在“с＆lt; - chnum”之后添加“return”语句是不够的。那是因为通道将阻塞，直到信息可以插入通道。此外，您需要考虑可能需要缓冲通道，以便可以从线程中插入和检索多个条目。考虑下面的代码，它使用缓冲的通道：

package main

import "fmt"

func main() {

    numGoRountines :=  10
    c := make(chan int, numGoRountines)

    for i := 0; i < numGoRountines; i++ {
        go myRoutine(i, c)
    }

    for i := 0; i < numGoRountines; i++ {
        fmt.Println("Returned routine:", <-c)
    }
}

func myRoutine(chnum int, c chan int) {
    //doing some stuff here
    c <- chnum
    //and doing some stuff here
}

可能的输出：

Returned routine: 9
Returned routine: 0
Returned routine: 1
Returned routine: 2
Returned routine: 3
Returned routine: 4
Returned routine: 5
Returned routine: 6
Returned routine: 7
Returned routine: 8

关于你的第二个问题，go会为你清理那些额外的goroutine。但请注意，如果父级死亡，子线程也会死亡。

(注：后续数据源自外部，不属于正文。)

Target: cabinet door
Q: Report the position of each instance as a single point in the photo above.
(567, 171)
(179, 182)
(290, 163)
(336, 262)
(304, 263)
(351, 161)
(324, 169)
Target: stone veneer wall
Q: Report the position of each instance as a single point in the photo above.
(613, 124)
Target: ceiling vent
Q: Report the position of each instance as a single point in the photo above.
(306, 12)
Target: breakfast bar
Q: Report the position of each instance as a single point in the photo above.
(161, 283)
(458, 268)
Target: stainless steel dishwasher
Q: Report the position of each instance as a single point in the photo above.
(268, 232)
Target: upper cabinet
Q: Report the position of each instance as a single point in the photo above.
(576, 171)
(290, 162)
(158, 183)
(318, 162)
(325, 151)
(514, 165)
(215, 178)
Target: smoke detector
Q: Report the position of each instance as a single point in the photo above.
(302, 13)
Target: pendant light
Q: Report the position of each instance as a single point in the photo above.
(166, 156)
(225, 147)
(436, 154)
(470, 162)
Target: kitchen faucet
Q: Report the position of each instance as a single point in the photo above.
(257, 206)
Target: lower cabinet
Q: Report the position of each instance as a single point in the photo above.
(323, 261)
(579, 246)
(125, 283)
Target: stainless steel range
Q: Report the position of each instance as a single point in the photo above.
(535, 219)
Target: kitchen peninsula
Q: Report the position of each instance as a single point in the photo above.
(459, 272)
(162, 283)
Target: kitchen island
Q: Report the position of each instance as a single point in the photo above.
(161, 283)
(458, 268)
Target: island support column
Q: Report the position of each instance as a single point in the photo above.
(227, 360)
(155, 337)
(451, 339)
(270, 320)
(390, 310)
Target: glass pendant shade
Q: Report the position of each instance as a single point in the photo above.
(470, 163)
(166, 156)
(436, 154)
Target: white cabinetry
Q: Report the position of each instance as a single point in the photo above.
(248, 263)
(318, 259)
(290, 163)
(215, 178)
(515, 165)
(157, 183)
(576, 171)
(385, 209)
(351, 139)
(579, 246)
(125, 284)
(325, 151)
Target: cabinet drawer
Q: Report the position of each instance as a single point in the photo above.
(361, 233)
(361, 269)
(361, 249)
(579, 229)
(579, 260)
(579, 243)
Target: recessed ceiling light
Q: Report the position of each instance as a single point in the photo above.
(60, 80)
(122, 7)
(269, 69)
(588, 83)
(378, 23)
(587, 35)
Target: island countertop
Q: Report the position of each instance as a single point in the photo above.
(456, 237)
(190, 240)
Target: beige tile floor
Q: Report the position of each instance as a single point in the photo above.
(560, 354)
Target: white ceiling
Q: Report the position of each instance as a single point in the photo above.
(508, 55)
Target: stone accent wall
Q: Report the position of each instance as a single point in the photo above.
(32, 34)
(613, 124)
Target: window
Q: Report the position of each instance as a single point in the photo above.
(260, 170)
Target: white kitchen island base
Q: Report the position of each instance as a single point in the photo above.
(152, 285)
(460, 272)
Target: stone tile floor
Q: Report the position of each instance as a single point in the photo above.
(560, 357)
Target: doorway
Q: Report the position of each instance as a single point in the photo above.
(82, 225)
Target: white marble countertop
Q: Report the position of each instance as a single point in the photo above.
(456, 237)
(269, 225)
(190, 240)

您可以在下面看到一个示例：

package main

import (
    "fmt"
    "sync"
)

func main() {

    var waitGroupOnlyForParents sync.WaitGroup

    numGoRountines :=  4

    for i := 0; i < numGoRountines; i++ {
        waitGroupOnlyForParents.Add(1)
        go myRoutine(&waitGroupOnlyForParents, i)
    }

    // makes main function waits for every one who calls the method Done() in our wait group
    waitGroupOnlyForParents.Wait()
}

func myRoutine(wg *sync.WaitGroup, myId int) {
    defer wg.Done()

    numGoRountines := 2
    for i := 0; i < numGoRountines; i++ {
        go anotherRoutine(myId, i)
    }
}
func anotherRoutine( parentId, childId int){
    fmt.Printf("Created by %d, my name is %d\n", parentId, childId)
}

可能的输出：

Created by 3, my name is 1
Created by 0, my name is 1
Created by 1, my name is 1

现在假设我们希望同步所有线程，以确保每个线程都能完成所需的一切，我们会稍微更改代码：

package main

import (
    "fmt"
    "sync"
)

func main() {

    var waitGroupForAllThreads sync.WaitGroup

    numGoRountines :=  4

    for i := 0; i < numGoRountines; i++ {
        waitGroupForAllThreads.Add(1)
        go myRoutine(&waitGroupForAllThreads, i)
    }

    // makes main function waits for every one who calls the method Done() in our wait group
    waitGroupForAllThreads.Wait()
}

func myRoutine(wg *sync.WaitGroup, myId int) {
    defer wg.Done()

    numGoRountines := 2
    for i := 0; i < numGoRountines; i++ {
        wg.Add(1)
        go anotherRoutine(wg, myId, i)
    }
}
func anotherRoutine(wg *sync.WaitGroup, parentId, childId int){
    defer wg.Done()
    fmt.Printf("Created by %d, my name is %d\n", parentId, childId)
}

可能的输出（在这种情况下，肯定会显示所有打印件，订单可能会更改）：

Created by 3, my name is 1
Created by 0, my name is 1
Created by 1, my name is 1
Created by 2, my name is 1
Created by 3, my name is 0
Created by 0, my name is 0
Created by 1, my name is 0
Created by 2, my name is 0

Answer 2

  

我想知道在с＆lt; - chnum？

之后添加回报是不够的

确实如此。在goroutine中调用return将定义它 只是不要忘记close您的频道。

  

关于goroutines的第二个问题：当我启动我的应用程序时，它会创建4个进程（每个cpu核心一个），我的例程再添加两个进程。在完成goroutines之后我应该做些什么来杀死这两个过程，或者Go自己做了什么？

Goroutines不会产生额外的进程，它们是Go运行时内部的东西。当Go应用程序完成它的工作时，您的操作系统应该正确清理所有内容。